Last week was a lost opportunity. For the most part, candidates showed up in Philly reciting back the position papers their policy analysts had gathered off the NEA website, instead of offering innovative and bold plans to challenge the status quo. It was also a lost opportunity for the NEA to raise the bar, as delegates let candidates get away with speeches that sounded empty and designed to appease with applause lines and slogans, instead of confronting the real problems in our schools.

Instead of seizing the moment, too many candidates spent too much time seeking the gratification of the delegates. But by doing so, most failed miserably.

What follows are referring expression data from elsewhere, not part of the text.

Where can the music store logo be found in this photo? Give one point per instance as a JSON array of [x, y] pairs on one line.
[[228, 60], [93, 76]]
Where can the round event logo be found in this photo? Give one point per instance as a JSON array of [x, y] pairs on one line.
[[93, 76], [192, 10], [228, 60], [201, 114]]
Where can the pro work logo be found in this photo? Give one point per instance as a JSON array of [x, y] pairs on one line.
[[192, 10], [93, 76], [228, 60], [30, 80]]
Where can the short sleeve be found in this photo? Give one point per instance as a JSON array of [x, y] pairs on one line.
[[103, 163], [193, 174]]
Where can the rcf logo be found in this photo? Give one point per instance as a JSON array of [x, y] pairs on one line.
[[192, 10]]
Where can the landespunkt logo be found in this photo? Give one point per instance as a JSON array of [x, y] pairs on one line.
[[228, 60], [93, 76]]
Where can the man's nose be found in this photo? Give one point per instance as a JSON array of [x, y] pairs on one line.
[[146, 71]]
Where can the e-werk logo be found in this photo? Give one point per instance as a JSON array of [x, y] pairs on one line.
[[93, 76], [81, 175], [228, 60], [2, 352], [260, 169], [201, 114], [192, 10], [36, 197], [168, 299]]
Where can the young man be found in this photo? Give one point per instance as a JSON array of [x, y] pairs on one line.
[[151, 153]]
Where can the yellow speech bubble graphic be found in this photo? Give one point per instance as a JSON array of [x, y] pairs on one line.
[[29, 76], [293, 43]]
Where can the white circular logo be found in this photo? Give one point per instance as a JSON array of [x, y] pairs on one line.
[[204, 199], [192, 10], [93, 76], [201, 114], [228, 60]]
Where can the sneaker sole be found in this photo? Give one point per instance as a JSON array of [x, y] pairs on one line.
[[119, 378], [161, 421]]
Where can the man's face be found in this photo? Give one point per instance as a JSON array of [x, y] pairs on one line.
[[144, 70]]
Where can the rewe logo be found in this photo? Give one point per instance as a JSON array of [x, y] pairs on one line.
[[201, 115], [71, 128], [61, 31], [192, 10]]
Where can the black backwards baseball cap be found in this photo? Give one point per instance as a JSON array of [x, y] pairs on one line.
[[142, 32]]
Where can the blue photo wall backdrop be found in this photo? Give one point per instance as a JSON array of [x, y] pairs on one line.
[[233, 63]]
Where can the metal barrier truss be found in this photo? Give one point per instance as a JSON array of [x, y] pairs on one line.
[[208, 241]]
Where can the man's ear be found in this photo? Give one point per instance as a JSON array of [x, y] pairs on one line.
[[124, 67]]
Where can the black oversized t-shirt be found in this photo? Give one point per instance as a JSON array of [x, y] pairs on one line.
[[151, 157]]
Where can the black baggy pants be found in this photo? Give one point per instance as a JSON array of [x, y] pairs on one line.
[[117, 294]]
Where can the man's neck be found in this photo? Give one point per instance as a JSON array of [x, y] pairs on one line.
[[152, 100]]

Just consider: In Philadelphia, where nearly half the students don't graduate from high school and about two-thirds of African American and Latino students aren't proficient in reading and math, a speech that ignores the crisis in K-12 education is like a history textbook that skips WWII: it's incomplete.

At a convention attended by educators from all fifty states, where was the outrage that the national high school graduation rate is only 70%? Where was the concern that American math students rank 24th out of 29 countries, or that nine out of ten black 8th graders don't read above a proficient level?

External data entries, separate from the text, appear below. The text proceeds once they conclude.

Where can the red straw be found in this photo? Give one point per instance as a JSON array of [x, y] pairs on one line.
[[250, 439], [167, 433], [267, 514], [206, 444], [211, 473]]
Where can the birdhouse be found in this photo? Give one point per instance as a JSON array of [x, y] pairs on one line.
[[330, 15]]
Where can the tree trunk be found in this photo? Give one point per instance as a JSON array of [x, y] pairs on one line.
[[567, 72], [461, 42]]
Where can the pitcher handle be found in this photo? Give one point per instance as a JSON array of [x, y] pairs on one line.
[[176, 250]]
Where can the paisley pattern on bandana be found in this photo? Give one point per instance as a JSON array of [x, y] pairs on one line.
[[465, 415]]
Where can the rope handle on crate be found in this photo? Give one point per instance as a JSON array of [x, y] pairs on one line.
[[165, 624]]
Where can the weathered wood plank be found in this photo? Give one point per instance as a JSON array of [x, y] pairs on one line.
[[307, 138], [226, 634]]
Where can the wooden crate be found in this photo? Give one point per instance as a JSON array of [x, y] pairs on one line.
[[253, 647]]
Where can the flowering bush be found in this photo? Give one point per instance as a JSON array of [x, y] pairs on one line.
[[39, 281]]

If you listened to the candidates -- Republicans and Democrats -- NCLB is the cause for all that is wrong with K-12 education, but that simply not the case. Whether you support NCLB or not, the problems we face in providing a quality education for all students are too big to be solved a small-minded blame game.

You have to give the candidates credit for recommending the financial incentives needed to keep strong teachers in hard to staff schools, but that's a mere down payment towards a solution for a larger problem. Our leaders need to go beyond that and propose a more comprehensive solution to the problem of placing effective teachers in every classroom.

While the jury is still out on the NEA's role, I believe they missed the opportunity by not pressing the candidates more to provide specific and definitive ideas on support for troubled schools. The delegates at the NEA convention should have been given the chance to stand up and applaud for real reform, not slogans or pandering. We need greater courage and more leadership, and that's what Roy Romer and I are working for at Strong American Schools. You can read Roy's take on the NEA convention on his ED in 08 blog, but I'm still shaking my head over the disappointing performance in Philadelphia.

At the Democratic debate earlier this month, candidates insisted that there was no issue more important than education. It's time for them to start acting like they mean it.